SanchoPanza wrote on Jan 9
th, 2008 at 12:29pm:
Attempting to purposely alter the results of the examination is dishonest and unethical.
And, a polygrapher lying to the examinee isn't? The mere fact that you are hooked up to a machine that is called a lie detector is dishonest on it's face, because the machine cannot detect lies.
In fact, the last time I discussed the issue face to face with a polygrapher, he admitted that he cannot tell if a person is lying.
If a polygraph was actually capable of detecting lies, then a one question test would be valid, such as: "Did you kill John Doe?"
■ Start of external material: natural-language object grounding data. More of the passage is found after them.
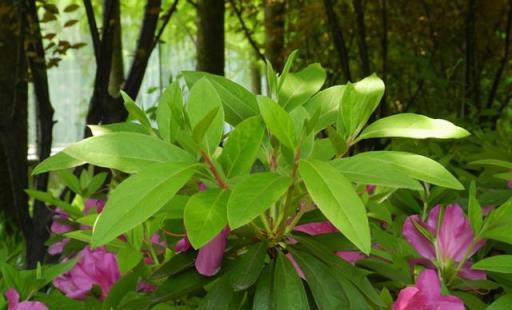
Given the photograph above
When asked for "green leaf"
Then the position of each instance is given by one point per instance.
(504, 302)
(136, 112)
(327, 102)
(138, 198)
(298, 87)
(498, 263)
(237, 101)
(169, 114)
(327, 292)
(410, 125)
(58, 161)
(248, 268)
(254, 194)
(98, 130)
(241, 147)
(278, 121)
(415, 166)
(288, 291)
(493, 162)
(338, 201)
(359, 170)
(205, 216)
(474, 210)
(202, 100)
(357, 104)
(222, 296)
(125, 151)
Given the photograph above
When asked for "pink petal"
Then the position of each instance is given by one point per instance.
(317, 228)
(295, 265)
(12, 298)
(416, 239)
(429, 285)
(351, 256)
(31, 305)
(405, 298)
(209, 259)
(183, 245)
(455, 234)
(449, 303)
(58, 247)
(467, 273)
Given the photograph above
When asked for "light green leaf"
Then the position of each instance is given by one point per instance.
(357, 104)
(254, 194)
(169, 114)
(327, 292)
(474, 210)
(202, 100)
(205, 216)
(328, 102)
(298, 87)
(359, 170)
(410, 125)
(338, 201)
(413, 165)
(125, 151)
(241, 148)
(98, 130)
(138, 198)
(237, 101)
(288, 291)
(498, 263)
(278, 122)
(136, 112)
(58, 161)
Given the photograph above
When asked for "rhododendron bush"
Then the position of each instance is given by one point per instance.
(230, 200)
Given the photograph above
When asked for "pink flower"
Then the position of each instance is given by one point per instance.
(453, 241)
(209, 258)
(426, 295)
(13, 302)
(317, 228)
(95, 267)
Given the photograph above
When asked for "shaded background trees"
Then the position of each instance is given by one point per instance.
(447, 59)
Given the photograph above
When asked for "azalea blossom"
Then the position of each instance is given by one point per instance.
(426, 295)
(453, 240)
(209, 258)
(95, 267)
(13, 302)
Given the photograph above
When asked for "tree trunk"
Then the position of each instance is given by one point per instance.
(13, 115)
(338, 39)
(210, 36)
(42, 216)
(274, 32)
(361, 38)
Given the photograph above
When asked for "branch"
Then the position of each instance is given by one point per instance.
(337, 37)
(95, 35)
(166, 19)
(246, 31)
(503, 61)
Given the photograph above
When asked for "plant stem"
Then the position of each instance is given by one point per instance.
(214, 171)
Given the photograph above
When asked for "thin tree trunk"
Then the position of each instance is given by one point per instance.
(338, 39)
(13, 116)
(42, 216)
(361, 37)
(274, 32)
(210, 36)
(503, 62)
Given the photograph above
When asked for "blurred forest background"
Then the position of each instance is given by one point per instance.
(64, 62)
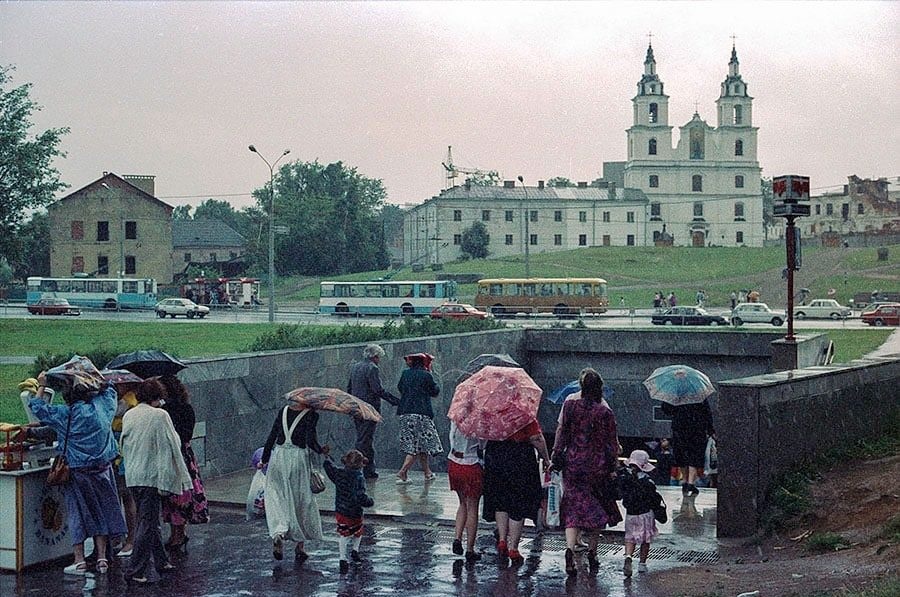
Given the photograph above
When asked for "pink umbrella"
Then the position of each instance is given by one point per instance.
(495, 402)
(334, 400)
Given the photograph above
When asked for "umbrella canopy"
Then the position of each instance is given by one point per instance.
(147, 363)
(679, 384)
(76, 373)
(495, 402)
(333, 400)
(121, 378)
(559, 395)
(483, 360)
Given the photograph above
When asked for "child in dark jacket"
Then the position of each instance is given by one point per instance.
(639, 499)
(349, 500)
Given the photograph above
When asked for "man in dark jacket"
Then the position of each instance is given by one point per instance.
(365, 384)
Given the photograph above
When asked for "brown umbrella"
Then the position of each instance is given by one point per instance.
(333, 400)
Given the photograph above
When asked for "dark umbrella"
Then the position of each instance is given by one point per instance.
(483, 360)
(147, 363)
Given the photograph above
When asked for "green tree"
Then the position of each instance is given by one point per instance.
(560, 181)
(474, 241)
(333, 216)
(28, 179)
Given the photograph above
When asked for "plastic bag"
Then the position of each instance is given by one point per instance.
(554, 497)
(256, 497)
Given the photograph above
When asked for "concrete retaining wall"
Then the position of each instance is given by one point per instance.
(770, 424)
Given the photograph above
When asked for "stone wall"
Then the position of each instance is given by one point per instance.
(769, 424)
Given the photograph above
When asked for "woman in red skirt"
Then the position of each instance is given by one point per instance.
(464, 470)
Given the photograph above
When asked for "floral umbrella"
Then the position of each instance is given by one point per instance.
(495, 402)
(679, 384)
(334, 400)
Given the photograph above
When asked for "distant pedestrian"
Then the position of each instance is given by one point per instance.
(365, 384)
(349, 500)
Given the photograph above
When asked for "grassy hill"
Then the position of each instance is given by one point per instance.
(635, 273)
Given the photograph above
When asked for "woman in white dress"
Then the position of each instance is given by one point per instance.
(291, 509)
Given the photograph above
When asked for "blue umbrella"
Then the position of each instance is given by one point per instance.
(679, 384)
(559, 395)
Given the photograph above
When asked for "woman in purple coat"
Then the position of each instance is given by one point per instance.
(587, 446)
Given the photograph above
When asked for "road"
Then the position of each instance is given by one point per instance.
(616, 317)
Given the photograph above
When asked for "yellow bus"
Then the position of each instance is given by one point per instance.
(560, 296)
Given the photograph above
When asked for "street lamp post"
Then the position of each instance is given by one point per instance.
(527, 235)
(271, 227)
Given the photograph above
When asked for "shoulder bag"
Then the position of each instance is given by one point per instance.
(59, 471)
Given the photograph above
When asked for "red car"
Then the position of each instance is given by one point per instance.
(885, 314)
(457, 311)
(53, 306)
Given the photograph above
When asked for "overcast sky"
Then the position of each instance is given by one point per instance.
(179, 89)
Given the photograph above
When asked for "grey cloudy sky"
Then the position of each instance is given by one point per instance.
(179, 89)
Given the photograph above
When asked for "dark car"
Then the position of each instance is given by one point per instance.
(53, 306)
(687, 316)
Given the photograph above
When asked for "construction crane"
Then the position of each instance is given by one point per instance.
(453, 171)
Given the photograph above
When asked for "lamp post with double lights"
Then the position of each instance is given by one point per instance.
(527, 235)
(271, 227)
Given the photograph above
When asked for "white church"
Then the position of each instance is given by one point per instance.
(704, 191)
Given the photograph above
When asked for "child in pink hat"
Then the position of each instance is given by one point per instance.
(638, 497)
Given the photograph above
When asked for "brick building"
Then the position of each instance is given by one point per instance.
(113, 226)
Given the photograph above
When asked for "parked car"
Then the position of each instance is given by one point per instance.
(53, 306)
(886, 314)
(822, 309)
(756, 313)
(687, 316)
(186, 307)
(458, 311)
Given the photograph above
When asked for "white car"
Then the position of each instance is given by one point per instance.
(823, 309)
(173, 307)
(756, 313)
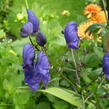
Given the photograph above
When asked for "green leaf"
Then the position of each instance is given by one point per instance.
(64, 95)
(60, 105)
(43, 105)
(99, 52)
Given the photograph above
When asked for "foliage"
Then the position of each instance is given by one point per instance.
(63, 90)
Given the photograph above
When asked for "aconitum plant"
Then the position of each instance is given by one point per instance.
(35, 71)
(105, 64)
(71, 36)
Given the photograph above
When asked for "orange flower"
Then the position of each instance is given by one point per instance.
(92, 9)
(82, 28)
(100, 17)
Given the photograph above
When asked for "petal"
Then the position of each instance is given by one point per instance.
(27, 29)
(34, 20)
(42, 60)
(41, 39)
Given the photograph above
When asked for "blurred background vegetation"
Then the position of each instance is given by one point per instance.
(53, 16)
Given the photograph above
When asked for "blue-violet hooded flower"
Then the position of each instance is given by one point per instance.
(27, 29)
(105, 64)
(71, 36)
(35, 72)
(41, 39)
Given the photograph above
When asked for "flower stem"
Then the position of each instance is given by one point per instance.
(33, 43)
(26, 2)
(104, 6)
(78, 79)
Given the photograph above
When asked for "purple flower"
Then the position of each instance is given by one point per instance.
(42, 67)
(34, 20)
(41, 39)
(105, 64)
(71, 37)
(35, 72)
(28, 55)
(27, 29)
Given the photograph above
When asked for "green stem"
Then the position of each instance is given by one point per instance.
(77, 77)
(26, 2)
(104, 6)
(33, 43)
A yes or no answer, and the poly is over, and spits out the results. Instead, the examiner first attempts to convince the examinee that the machine is a "lie detector" then falsely "tests" the examinee in a stim test, then presumes that the examinee is telling little white lies during the test on the control questions, but those are not relevant, and then on the relevant questions, the whole truth (or deception) is revealed. All of which can be altered if the examinee squeezes his butt muscles, does math in his head, bites his tongue or steps on a tack.
All this is done under the justification that "Well, no test is perfect". I submit a polygraph examination is not even a test, because there is no objective way to pass. One must receive a favorable "opinion" that he or she is being truthful or deceptive. One cannot "pass" an opinion.
Sheesh... The poly is a joke and a fraud.